Ignoring a strong centripetal influence, such as an all-encompassing knowledge source, does not make us less immune to its pull. There is a strong temptation to use Wikipedia as a “first source” for information. To counter this pull, it is important to be both understanding of the causes behind it and critical of its inevitability.

The success of a quick reference resource like Wikipedia stems from many factors, but two noteworthy among them are desire to learn and grow and laziness. Our curiosity/desire to learn leads us to look for new information, and our laziness prevents us from exerting undue effort in that regard. Wikipedia capitalizes on both our curiosity/desire to learn and grow and laziness in its readers (quick and dirty access to lots of stuff immediately), contributors (easy edit-this-page), linkers (satisfying reader curiosity by providing web links, but using Wikipedia instead of others thanks to laziness). Wikipedia is what I call a “pinpoint resource” — something that provides one-stop access to very specific queries over a large range of possibilities very quickly.

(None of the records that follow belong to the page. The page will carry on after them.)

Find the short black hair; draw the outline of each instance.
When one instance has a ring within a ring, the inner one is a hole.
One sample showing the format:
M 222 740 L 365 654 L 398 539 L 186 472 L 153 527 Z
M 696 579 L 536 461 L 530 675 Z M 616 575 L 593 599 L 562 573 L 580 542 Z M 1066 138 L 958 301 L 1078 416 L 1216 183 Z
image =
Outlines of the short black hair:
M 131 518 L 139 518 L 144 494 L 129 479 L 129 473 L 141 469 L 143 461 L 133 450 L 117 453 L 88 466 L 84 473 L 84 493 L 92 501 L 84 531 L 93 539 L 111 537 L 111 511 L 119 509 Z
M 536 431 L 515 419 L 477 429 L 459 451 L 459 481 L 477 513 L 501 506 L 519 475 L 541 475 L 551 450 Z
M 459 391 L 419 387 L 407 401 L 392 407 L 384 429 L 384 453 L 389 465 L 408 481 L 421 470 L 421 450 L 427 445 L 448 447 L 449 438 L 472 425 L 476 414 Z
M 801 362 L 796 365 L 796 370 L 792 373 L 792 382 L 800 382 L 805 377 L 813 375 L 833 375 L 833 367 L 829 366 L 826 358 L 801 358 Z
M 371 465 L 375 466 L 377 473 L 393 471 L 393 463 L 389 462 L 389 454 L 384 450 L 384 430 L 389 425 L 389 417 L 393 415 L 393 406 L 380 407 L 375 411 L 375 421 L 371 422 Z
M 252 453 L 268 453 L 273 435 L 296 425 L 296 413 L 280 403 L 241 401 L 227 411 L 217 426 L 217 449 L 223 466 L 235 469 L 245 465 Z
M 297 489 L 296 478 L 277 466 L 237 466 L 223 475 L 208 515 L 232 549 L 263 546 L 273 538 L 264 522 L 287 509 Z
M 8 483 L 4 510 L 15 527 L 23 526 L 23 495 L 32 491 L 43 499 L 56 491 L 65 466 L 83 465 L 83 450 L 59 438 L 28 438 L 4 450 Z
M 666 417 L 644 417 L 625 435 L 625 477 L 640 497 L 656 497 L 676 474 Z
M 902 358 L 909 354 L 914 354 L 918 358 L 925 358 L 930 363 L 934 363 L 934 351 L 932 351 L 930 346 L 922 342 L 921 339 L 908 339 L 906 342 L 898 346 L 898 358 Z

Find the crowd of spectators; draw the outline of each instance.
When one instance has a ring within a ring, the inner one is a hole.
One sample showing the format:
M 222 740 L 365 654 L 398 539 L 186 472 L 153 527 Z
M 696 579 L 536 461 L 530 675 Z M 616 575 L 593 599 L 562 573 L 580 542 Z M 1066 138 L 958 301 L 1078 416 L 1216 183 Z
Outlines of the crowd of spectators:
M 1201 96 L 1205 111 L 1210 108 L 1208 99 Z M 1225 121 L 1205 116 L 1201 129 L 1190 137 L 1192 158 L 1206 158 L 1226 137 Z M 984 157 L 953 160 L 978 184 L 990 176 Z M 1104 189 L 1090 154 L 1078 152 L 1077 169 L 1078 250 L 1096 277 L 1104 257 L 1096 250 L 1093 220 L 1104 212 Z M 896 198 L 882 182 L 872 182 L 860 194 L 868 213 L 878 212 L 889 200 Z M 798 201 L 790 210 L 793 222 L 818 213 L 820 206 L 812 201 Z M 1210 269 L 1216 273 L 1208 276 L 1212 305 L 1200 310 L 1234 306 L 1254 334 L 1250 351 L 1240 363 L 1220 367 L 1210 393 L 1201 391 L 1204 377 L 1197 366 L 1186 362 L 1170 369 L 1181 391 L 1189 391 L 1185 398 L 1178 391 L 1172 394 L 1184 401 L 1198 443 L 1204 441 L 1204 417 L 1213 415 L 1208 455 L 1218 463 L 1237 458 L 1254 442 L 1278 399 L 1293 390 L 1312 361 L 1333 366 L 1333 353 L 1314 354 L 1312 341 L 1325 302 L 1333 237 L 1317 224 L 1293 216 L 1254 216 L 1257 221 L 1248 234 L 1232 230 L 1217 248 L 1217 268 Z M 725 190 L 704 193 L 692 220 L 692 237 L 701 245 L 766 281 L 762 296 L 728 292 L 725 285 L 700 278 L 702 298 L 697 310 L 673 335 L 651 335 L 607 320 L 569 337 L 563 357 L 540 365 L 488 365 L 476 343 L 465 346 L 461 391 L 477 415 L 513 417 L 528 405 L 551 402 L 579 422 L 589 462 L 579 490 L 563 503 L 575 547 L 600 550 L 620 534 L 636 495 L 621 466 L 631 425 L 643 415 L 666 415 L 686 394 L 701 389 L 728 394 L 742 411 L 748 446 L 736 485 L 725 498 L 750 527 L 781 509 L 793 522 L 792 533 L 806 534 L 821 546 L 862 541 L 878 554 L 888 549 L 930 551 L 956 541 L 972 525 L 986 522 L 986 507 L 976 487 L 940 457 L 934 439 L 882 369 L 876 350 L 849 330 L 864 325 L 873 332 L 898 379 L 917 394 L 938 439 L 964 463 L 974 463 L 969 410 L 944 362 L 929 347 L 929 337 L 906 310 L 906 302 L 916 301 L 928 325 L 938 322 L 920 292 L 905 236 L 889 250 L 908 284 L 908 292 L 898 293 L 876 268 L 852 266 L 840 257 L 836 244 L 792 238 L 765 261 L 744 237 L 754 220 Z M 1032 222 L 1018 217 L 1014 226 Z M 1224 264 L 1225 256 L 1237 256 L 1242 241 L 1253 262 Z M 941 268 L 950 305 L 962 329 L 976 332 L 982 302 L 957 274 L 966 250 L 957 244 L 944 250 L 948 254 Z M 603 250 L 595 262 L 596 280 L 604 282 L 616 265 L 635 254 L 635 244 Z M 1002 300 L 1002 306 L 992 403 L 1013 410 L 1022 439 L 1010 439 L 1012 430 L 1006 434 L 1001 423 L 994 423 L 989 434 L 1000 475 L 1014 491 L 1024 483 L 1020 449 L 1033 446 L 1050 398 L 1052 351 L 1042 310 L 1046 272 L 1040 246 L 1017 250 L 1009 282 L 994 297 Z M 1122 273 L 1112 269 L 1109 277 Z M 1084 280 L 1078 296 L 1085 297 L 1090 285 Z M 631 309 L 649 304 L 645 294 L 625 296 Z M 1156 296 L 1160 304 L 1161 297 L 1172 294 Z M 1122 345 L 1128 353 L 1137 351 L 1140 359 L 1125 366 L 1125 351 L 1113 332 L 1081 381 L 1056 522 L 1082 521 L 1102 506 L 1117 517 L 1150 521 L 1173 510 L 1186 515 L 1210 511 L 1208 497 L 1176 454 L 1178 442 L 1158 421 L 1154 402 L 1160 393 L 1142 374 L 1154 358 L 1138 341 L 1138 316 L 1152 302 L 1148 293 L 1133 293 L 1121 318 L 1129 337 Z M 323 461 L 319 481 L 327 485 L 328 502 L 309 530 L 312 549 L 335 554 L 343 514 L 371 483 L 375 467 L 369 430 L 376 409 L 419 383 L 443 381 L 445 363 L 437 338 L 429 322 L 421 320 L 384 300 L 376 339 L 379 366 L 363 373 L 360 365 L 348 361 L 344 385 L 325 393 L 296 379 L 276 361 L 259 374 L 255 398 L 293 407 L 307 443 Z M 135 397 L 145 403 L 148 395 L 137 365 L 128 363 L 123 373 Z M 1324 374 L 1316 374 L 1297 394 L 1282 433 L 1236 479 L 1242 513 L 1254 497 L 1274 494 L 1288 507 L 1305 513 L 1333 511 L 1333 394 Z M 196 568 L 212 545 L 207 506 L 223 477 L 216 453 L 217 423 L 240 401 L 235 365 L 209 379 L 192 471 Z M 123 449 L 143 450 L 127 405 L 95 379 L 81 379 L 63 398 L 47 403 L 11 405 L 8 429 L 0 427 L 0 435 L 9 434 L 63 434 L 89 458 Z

For something to complete with Wikipedia, it must cater to these fundamental attributes. It must be quick to use, provide quality information, and encourage exploration without making things too hard. It must be modular and easily pinpointable. This doesn’t necessarily mean that everything should be modular and easily pinpointable — there are other niches that don’t compete with Wikipedia. But to compete for the “quick-and-dirty” vote, a site has to offer at least some of what Wikipedia offers.

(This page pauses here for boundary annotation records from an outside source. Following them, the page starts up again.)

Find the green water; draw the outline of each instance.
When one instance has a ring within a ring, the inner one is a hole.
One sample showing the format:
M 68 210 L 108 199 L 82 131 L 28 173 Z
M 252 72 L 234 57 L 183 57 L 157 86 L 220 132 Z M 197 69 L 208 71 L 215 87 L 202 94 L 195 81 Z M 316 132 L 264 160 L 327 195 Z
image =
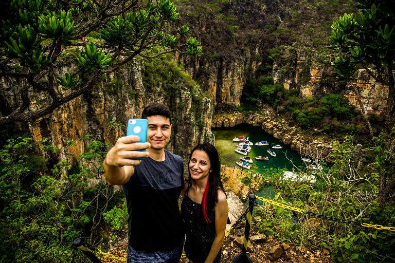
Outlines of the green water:
M 234 142 L 232 139 L 242 135 L 249 137 L 250 141 L 254 144 L 261 141 L 267 141 L 269 143 L 269 145 L 266 146 L 254 145 L 251 146 L 251 152 L 247 156 L 252 158 L 259 155 L 269 157 L 268 161 L 257 161 L 254 159 L 254 163 L 256 164 L 256 168 L 253 170 L 254 172 L 262 173 L 265 169 L 271 167 L 285 168 L 288 171 L 292 171 L 294 165 L 290 160 L 297 166 L 304 165 L 297 152 L 291 150 L 289 146 L 284 145 L 260 127 L 241 124 L 231 128 L 213 129 L 212 132 L 216 136 L 216 147 L 221 155 L 221 164 L 226 166 L 236 166 L 240 168 L 236 165 L 236 162 L 241 161 L 240 158 L 244 156 L 235 152 L 235 148 L 239 143 Z M 281 145 L 282 149 L 274 149 L 276 156 L 273 157 L 269 155 L 267 151 L 276 144 Z

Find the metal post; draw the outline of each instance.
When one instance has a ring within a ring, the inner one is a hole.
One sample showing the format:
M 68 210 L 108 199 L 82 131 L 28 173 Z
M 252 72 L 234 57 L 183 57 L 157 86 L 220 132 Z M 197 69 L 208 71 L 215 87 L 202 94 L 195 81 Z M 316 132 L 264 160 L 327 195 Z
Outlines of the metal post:
M 86 238 L 78 236 L 73 241 L 71 247 L 77 248 L 83 253 L 86 257 L 87 257 L 93 263 L 101 263 L 101 260 L 96 256 L 94 251 L 86 245 Z
M 244 236 L 243 238 L 243 248 L 241 249 L 241 253 L 236 255 L 232 259 L 232 263 L 252 263 L 253 260 L 247 255 L 247 246 L 248 243 L 248 237 L 249 237 L 249 229 L 251 228 L 251 219 L 252 217 L 254 205 L 256 200 L 255 195 L 250 194 L 248 195 L 249 211 L 247 213 L 247 220 L 245 221 L 245 228 L 244 229 Z

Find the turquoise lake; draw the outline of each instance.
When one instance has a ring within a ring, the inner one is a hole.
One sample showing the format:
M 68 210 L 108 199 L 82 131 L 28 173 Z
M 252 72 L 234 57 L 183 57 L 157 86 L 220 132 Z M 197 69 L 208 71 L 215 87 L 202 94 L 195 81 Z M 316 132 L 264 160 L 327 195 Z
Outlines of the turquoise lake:
M 253 170 L 254 172 L 263 174 L 264 175 L 263 172 L 268 168 L 285 168 L 288 171 L 292 171 L 294 167 L 292 163 L 297 166 L 304 165 L 299 153 L 291 150 L 290 146 L 284 145 L 279 140 L 265 133 L 259 127 L 241 124 L 233 127 L 213 129 L 212 132 L 216 136 L 216 147 L 221 156 L 221 163 L 226 166 L 237 166 L 241 168 L 236 165 L 236 162 L 241 161 L 240 157 L 244 156 L 235 151 L 235 148 L 239 143 L 233 142 L 232 139 L 242 135 L 249 137 L 250 141 L 254 144 L 261 141 L 267 141 L 269 143 L 269 145 L 267 146 L 254 145 L 251 146 L 251 152 L 247 156 L 252 158 L 260 155 L 269 157 L 268 161 L 257 161 L 254 159 L 254 163 L 257 165 L 256 168 Z M 272 149 L 272 146 L 276 144 L 281 145 L 282 148 L 274 149 L 276 156 L 273 157 L 269 155 L 267 151 Z M 292 163 L 290 161 L 291 160 Z

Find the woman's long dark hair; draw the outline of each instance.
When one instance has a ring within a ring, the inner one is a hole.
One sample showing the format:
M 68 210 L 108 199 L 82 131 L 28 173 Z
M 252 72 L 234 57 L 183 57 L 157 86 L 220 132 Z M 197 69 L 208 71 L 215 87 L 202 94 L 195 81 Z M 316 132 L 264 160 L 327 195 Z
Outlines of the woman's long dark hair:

Of course, one of the questions that arises naturally at this point is: isn’t Wikipedia “good enough” to satisfy passing curiosities? I agree that there is usually no harm in using Wikipedia — when compared with ignoring one’s curiosity. But I emphatically disagree with the idea that we cannot do better with dealing with the passing curiosities and desires people have to learn new stuff and teach others, than funnel it through Wikipedia. Passing curiosities can form the basis of enduring and useful investigations, and the kind of resource people turn to at first can determine how the initial curiosity develops. For this reason, if Wikipedia is siphoning off attention from specialist sites that do a better job, not just of providing the facts, but of fostering curiosity and inviting exploration, then there is a loss at some level.